There’s a lot of noise in our industry about hiring, labor shortages, and “finding good people.” Every owner I talk to wants better retention, stronger employees, and a team they can rely on.

But after working inside stores across the Point S network, I’ve learned that retention almost always starts with one simple question:

“Would YOU want to work here?”

Not in theory.
Not based on the best day you’ve ever had.
Not how you hope it feels for employees.

I mean today.
Right now.
As the store really operates.

When owners answer that question honestly, everything becomes clearer.

If the answer is no… the problem isn’t the people

If you wouldn’t want to work in your own shop, odds are high your employees don’t want to either.

That usually shows up as:

  • High turnover

  • Constant “warm body” hiring

  • People checking out mentally

  • Low urgency

  • A store where only one or two people are really carrying the load

These aren’t employee issues.
They’re environment issues.

And environments can be changed.

Most employees don’t leave for money — they leave for clarity

When I ask staff why they’re frustrated, they rarely start with pay.

I hear things like:

  • “I never know what I’m supposed to do.”

  • “Every day feels different.”

  • “I get blamed for things I didn’t know were my responsibility.”

  • “No one communicates.”

  • “I don’t feel noticed unless something goes wrong.”

People crave three things:
clarity, consistency, and respect.

Create those, and pay becomes a conversation — not the whole story.

So ask yourself: Would you want your son or daughter working here?

That question hits differently.
It forces a higher standard.

Would you want them working in:

  • A clean, organized shop?

  • A place with real expectations?

  • A team that supports each other?

  • A shop where training actually happens?

  • A store where effort is recognized?

  • A culture where the owner is present and consistent?

If that world exists in your store — retention won’t be an issue.

If it doesn’t — you’ve identified exactly where to focus.

Retention is built, not bought

You can’t buy loyalty with raises.
You can earn it with leadership.

Raises reward people.
Culture keeps them.

The most successful Point S stores I work with have owners who:

  • Follow through on expectations

  • Coach instead of criticize

  • Explain the “why” behind decisions

  • Give employees tools instead of hoping they figure it out

  • Recognize effort, not just results

  • Stay consistent — even on tough days

These behaviors create a workplace people want to be part of.
And people stay where they feel they matter.

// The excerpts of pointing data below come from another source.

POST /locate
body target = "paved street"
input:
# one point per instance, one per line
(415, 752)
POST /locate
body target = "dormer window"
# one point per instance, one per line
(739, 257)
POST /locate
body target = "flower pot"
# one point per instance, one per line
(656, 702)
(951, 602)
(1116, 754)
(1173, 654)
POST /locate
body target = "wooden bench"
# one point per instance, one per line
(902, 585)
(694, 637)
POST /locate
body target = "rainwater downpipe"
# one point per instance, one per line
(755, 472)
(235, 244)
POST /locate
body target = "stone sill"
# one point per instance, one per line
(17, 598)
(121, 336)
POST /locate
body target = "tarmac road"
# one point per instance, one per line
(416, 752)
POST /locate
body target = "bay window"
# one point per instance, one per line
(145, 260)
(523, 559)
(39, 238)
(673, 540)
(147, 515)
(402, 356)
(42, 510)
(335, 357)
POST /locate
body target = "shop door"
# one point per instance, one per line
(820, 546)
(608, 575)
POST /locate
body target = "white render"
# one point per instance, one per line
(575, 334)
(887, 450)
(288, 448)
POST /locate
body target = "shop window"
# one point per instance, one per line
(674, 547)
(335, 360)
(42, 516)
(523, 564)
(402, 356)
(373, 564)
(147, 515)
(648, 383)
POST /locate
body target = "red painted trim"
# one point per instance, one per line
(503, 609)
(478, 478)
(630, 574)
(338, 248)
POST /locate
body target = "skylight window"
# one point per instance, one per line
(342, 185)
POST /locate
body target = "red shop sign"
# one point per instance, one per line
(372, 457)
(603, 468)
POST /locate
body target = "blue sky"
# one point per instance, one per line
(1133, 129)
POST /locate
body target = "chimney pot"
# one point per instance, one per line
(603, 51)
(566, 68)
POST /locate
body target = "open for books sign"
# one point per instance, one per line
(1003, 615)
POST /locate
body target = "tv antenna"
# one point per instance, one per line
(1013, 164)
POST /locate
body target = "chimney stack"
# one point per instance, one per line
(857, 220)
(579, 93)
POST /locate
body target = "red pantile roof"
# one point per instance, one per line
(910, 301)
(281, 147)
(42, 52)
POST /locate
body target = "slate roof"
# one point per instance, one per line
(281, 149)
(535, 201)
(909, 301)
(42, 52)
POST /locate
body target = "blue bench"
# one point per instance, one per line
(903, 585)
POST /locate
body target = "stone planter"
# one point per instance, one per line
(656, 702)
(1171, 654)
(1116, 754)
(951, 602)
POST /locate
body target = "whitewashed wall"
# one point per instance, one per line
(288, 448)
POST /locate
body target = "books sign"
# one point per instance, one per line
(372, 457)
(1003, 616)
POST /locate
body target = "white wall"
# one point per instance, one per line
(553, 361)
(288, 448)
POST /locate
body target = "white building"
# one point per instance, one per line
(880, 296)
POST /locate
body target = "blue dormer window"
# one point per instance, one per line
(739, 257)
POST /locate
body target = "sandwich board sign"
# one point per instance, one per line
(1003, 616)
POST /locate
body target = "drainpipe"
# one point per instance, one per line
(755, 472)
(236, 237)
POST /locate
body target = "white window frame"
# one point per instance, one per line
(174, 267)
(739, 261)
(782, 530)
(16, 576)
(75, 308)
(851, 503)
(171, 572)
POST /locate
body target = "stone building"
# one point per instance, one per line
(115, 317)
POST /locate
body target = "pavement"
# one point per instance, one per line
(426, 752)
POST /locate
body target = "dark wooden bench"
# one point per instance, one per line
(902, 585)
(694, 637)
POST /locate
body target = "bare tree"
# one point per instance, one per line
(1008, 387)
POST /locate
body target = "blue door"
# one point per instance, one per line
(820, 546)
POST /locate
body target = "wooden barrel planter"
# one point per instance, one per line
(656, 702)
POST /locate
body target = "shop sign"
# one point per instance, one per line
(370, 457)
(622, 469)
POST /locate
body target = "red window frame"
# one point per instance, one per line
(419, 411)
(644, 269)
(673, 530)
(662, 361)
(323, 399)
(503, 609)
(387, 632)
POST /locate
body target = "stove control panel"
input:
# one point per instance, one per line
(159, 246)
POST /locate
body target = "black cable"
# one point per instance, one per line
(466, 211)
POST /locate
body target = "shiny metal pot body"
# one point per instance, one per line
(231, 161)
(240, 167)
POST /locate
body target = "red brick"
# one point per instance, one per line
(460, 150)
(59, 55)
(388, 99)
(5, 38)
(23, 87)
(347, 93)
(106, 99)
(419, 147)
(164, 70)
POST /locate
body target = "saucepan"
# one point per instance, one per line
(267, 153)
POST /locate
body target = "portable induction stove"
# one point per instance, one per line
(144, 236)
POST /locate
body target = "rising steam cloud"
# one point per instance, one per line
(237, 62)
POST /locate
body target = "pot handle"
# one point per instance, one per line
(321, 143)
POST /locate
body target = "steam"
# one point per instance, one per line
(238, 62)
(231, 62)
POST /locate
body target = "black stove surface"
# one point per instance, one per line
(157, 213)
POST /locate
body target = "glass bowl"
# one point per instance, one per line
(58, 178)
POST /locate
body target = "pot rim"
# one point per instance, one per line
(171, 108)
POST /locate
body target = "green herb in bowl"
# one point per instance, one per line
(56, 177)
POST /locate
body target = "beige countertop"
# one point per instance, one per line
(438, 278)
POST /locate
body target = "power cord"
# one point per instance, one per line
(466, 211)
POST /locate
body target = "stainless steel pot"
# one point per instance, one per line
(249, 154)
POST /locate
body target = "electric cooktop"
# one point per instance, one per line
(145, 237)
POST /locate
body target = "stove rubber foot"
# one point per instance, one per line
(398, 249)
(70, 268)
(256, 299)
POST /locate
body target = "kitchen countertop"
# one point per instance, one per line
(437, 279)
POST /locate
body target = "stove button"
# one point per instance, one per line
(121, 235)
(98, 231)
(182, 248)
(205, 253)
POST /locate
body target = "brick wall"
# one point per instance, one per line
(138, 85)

Want better retention? Improve the experience of working for you.

The biggest shift I see in Master Shop stores is this:

People start wanting to come to work.

They feel supported.
They know what success looks like.
They feel part of something.
They see a future.

When that happens, retention becomes the easiest part of your business.

The Bottom Line

If you want to improve retention, start with this question:
Would YOU want to work here?

If the answer is yes — keep going.
f the answer is no — that’s your roadmap.

Culture wins.
Leadership wins.
And when your employees win, your store wins.